This is a page that curates AI-related papers published worldwide. All content here is summarized using Google Gemini and operated on a non-profit basis. Copyright for each paper belongs to the authors and their institutions; please make sure to credit the source when sharing.
Direct Preference Optimization Using Sparse Feature-Level Constraints
Created by
Haebom
Author
Qingyu Yin, Chak Tou Leong, Hongbo Zhang, Minjun Zhu, Hanqi Yan, Qiang Zhang, Yulan He, Wenjie Li, Jun Wang, Yue Zhang, Linyi Yang
Outline
In this paper, we propose feature-level constrained preference optimization (FPO), an efficient way to align large-scale language models (LLMs) with human preferences.

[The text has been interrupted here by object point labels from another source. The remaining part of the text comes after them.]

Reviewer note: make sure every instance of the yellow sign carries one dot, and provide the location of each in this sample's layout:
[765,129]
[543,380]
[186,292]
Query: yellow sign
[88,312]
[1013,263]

Unlike traditional RLHF or DPO, FPO improves computational efficiency and training stability by leveraging pre-trained sparse autoencoders (SAEs) and feature-level constraints. It achieves both efficiency and performance through sequential KL divergence with sparsely activated features and offline references. Experimental results on benchmark datasets show that FPO improves the winning rate by 5.08% at a much lower computational cost than existing state-of-the-art techniques.
Takeaways, Limitations
•
Takeaways:
◦
We present a novel method that can significantly improve the computational efficiency and stability of the LLM alignment process.
◦
Enables efficient sorting by leveraging sparse features.
◦
Achieve high performance at lower computational cost than existing methods.
◦
FPO is presented as a promising solution for efficient and controllable LLM alignment.
•
Limitations:
◦
Further validation of the generalization performance of the proposed method is needed.
◦
The performance of FPO may be affected by the performance of the sparse autoencoder used.
◦
Further research is needed on the optimal setting of feature-level constraints.
◦
Further experimental validation on various LLM architectures and datasets is needed.